Kicking off with an impressive run of upbeat tracks, Vickeblanka’s Fate has some noted enhancements to the artist’s growing discography – some really wonderfully nuanced mixing, warm production, and a welcome rawness to some of Vicke’s singing – but post this opening run, the album hits its midway ballads and then doesn’t quite recover from “safe” tracks until its conclusion.

Even at first blush, Fate’s more immediate, dance-y works are less single-bound than past versions, but repeated go-rounds prove out that this is in favor of allowing for a lot of depth in these works. Vicke has become a truly impressive composer – besides being a talented singer and skilled multi-instrumentalist – bringing in a full range of electronic manipulations and blending them masterfully with lots of organic additions, without it being overwhelming.

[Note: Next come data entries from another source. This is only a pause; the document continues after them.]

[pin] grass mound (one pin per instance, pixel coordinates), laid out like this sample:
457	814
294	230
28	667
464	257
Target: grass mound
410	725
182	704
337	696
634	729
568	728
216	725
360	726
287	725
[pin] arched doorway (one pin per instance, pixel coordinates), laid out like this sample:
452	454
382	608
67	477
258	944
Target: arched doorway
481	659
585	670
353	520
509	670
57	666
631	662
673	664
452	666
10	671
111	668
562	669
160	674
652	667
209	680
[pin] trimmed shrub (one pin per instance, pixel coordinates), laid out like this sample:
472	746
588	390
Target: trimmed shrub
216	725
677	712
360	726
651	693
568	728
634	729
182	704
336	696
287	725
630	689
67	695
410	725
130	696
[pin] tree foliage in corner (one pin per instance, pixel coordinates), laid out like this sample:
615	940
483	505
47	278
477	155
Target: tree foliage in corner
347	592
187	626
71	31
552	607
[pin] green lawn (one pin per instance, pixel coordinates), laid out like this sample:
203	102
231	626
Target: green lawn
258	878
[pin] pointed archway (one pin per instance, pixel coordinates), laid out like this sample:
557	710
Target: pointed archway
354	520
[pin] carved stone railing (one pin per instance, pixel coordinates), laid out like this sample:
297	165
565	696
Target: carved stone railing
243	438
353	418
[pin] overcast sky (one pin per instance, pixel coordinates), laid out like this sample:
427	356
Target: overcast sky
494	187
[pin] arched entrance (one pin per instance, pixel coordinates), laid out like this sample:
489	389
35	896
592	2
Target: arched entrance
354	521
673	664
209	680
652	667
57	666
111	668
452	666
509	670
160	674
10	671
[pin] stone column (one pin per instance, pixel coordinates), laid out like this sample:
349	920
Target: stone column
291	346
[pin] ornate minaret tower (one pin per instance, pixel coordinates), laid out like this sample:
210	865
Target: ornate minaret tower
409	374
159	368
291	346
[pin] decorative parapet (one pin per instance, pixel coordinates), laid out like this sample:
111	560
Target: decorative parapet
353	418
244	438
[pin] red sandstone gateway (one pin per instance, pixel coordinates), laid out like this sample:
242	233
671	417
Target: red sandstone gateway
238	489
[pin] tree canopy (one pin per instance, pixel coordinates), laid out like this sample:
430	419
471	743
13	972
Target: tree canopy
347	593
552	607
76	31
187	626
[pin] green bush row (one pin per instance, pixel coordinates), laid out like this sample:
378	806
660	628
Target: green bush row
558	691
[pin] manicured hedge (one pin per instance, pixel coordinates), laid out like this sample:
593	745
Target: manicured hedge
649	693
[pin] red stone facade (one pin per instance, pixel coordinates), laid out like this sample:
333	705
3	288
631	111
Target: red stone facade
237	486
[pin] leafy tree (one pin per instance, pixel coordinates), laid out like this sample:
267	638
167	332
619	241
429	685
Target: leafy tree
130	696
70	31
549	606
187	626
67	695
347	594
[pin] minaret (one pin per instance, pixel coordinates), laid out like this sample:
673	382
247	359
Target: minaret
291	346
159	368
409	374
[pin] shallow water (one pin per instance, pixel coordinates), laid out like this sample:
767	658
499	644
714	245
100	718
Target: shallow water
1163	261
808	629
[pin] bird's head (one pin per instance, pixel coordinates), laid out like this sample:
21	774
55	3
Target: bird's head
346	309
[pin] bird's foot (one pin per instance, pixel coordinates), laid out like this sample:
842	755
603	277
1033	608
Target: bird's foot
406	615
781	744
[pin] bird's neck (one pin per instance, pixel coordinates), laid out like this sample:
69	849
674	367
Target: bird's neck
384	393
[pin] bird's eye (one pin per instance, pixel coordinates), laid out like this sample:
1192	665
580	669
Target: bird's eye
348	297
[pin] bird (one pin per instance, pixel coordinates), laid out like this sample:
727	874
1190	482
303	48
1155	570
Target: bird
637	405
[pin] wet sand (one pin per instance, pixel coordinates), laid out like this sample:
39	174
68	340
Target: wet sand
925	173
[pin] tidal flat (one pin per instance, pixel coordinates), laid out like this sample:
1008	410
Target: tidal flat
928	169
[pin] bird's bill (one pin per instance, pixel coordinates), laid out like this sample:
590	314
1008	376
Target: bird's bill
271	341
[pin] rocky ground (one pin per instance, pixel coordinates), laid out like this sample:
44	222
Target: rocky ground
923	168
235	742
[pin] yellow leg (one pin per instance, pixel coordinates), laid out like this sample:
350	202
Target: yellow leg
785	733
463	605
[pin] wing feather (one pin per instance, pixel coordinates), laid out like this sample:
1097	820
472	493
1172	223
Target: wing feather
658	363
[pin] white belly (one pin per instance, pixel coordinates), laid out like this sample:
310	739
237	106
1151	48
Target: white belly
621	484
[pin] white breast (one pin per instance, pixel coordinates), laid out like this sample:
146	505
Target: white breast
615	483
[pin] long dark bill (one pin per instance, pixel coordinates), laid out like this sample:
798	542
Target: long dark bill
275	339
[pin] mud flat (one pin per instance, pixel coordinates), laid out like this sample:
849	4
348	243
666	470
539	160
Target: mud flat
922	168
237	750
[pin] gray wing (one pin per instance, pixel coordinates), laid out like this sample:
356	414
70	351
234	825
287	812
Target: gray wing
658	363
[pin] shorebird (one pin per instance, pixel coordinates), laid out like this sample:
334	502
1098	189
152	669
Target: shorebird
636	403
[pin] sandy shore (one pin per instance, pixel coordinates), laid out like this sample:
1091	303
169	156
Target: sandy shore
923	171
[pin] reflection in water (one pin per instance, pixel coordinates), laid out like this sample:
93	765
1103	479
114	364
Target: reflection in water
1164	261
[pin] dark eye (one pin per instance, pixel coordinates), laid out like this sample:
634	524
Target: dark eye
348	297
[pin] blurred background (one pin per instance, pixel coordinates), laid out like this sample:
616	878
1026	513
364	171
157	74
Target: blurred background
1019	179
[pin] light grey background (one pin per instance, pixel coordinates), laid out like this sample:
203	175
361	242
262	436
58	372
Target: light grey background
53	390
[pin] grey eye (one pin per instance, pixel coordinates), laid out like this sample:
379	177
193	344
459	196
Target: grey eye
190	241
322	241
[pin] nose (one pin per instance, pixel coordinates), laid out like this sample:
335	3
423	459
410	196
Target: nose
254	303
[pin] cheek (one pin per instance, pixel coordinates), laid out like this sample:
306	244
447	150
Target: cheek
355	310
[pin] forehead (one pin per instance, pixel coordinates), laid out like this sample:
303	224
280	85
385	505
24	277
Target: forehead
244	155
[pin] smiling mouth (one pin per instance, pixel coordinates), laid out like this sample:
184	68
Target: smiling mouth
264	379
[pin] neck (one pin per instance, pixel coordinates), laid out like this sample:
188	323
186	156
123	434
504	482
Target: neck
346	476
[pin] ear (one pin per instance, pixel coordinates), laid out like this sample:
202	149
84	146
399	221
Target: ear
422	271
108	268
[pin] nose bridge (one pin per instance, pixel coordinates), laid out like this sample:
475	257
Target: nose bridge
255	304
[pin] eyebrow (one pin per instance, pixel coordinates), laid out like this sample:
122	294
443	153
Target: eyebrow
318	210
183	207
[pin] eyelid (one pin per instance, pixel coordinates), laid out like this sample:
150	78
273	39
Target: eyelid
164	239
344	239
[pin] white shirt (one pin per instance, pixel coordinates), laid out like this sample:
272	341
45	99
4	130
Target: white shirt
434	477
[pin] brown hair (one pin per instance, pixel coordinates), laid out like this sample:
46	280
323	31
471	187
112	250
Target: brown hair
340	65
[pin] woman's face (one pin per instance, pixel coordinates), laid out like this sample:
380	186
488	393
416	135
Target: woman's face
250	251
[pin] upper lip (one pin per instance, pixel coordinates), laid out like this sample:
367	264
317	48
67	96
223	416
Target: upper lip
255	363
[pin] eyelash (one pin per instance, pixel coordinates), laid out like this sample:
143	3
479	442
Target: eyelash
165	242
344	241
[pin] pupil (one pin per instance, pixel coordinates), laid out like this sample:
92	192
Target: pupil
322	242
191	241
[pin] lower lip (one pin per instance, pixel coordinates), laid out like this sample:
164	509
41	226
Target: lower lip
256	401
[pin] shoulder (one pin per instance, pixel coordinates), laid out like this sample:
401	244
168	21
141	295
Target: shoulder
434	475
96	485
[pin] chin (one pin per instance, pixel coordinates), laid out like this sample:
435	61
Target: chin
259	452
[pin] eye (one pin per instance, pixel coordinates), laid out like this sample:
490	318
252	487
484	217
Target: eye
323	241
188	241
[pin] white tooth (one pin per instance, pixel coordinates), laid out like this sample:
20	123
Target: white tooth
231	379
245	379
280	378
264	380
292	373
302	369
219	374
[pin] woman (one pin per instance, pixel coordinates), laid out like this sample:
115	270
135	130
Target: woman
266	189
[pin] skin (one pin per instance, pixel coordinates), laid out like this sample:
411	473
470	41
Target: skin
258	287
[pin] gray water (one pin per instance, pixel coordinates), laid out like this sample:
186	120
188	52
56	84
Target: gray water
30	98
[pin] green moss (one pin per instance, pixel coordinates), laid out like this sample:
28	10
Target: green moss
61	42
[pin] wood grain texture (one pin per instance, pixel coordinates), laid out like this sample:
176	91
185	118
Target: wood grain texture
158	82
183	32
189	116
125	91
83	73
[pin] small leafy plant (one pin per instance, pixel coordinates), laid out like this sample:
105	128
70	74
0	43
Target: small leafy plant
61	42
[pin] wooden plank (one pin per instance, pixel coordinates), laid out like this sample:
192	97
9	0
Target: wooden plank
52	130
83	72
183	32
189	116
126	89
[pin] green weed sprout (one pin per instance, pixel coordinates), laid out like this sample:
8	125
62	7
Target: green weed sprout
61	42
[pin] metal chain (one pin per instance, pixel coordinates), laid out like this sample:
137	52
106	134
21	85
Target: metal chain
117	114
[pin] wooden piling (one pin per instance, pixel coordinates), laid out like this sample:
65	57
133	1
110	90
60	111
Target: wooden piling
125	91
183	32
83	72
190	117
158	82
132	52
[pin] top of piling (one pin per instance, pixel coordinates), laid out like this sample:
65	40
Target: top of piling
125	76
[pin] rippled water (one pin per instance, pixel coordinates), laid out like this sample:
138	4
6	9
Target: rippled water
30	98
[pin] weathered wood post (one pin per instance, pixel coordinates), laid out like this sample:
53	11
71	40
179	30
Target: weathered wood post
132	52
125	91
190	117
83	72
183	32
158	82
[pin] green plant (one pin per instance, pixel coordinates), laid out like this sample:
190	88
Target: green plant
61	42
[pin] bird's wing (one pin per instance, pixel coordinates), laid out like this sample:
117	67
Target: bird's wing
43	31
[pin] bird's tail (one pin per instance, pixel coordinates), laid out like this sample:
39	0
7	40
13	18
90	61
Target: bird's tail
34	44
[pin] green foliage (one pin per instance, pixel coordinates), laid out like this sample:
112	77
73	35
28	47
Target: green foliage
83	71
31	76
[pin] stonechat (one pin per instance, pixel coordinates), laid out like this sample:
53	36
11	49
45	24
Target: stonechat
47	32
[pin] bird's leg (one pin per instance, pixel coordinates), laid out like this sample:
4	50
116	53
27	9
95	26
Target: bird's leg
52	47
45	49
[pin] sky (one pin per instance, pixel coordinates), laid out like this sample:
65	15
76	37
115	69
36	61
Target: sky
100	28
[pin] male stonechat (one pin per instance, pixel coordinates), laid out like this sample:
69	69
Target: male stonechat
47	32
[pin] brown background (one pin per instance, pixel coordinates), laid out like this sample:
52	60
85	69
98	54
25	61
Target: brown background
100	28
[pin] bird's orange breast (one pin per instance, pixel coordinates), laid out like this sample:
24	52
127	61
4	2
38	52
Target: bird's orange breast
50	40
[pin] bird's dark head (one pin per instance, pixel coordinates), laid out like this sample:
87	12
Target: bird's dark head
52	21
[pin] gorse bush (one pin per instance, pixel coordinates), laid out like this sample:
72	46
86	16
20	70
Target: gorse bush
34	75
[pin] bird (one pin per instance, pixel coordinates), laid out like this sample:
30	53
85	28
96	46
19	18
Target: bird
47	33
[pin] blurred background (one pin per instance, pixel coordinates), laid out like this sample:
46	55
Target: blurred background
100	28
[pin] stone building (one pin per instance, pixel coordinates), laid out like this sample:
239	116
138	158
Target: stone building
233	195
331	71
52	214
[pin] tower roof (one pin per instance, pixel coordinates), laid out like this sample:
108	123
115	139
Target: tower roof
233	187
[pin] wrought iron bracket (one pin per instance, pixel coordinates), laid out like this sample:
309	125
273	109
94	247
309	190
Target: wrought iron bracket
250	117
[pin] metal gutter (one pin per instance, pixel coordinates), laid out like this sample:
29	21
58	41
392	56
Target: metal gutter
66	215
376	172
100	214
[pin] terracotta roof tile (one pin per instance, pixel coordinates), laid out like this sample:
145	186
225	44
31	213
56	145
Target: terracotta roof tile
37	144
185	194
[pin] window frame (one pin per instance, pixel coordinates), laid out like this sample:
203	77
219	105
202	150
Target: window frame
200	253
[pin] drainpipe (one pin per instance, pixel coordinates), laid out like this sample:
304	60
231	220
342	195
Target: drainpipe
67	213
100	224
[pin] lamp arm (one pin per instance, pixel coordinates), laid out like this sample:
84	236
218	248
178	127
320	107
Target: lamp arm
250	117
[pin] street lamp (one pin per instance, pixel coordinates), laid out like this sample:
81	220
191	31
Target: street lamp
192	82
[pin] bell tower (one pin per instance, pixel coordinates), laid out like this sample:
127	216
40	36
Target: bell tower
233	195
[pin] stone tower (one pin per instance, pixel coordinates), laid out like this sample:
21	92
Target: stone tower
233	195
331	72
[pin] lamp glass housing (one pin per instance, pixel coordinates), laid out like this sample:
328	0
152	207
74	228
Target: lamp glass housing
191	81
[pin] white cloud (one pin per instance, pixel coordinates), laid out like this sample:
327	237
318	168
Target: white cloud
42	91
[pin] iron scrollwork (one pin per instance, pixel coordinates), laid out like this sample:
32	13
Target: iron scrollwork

This is what effects that lack of a standout song, at first, but then makes the music open up the more you return to it. I’d even say this is true for most of the aforementioned ballads, but the album still has a tough time transitioning to these more stripped down affairs, starting with ミラージュ – which does pick up impressively at is goes along – and then to the piano-and-voice ‘Divided,’ which is pretty baseline boyband sad stuff. This latter track is notable for, I think, being Vicke’s first wholly English track, but musically, it’s not very interesting, even if I guess he’s required to do at least one of these type of songs per album. Followup Little Summer – Standalone goes back to the electronic, bouncier fare on which we opened, but it follows the trend of Divided of being less dense and rather predictable, it’s programmed beat nibbed from a half-dozen other club-adjacent tracks. Things swing back positively, though, with オオカミなら, which leans into the album’s warm production and delivers something that reminds of some of Vicke’s earlier works (tuberculin, Fearless-era) – very shiny, with more of an influence of classic American pop to it. ポニーテイル is somewhat milquetoast, but 天 zips it up with Wizard-style strings and a wonderful beat, leading to the moody outro, which is interestingly suggestive of some kind of deeper concept album we might get one day if Vicke can step outside of the J-pop radio-single requirements.

I skipped over track by track callouts on the openers – 蒼天のヴァンパイア and Death Dance being standouts – because they’re all of a superior, layered quality that stands quite above most of the album’s latter half. The latter half is not bad, by any means, it’s just uneven in comparison, and feels more generic at points.

Fate, on the one hand, shows a lot of stylistic maturity for Vicke, and is produced / mixed quite wonderfully. But for each step off the typical J-pop path he takes, he balances it out with something safer, leaving the album in a more average range overall.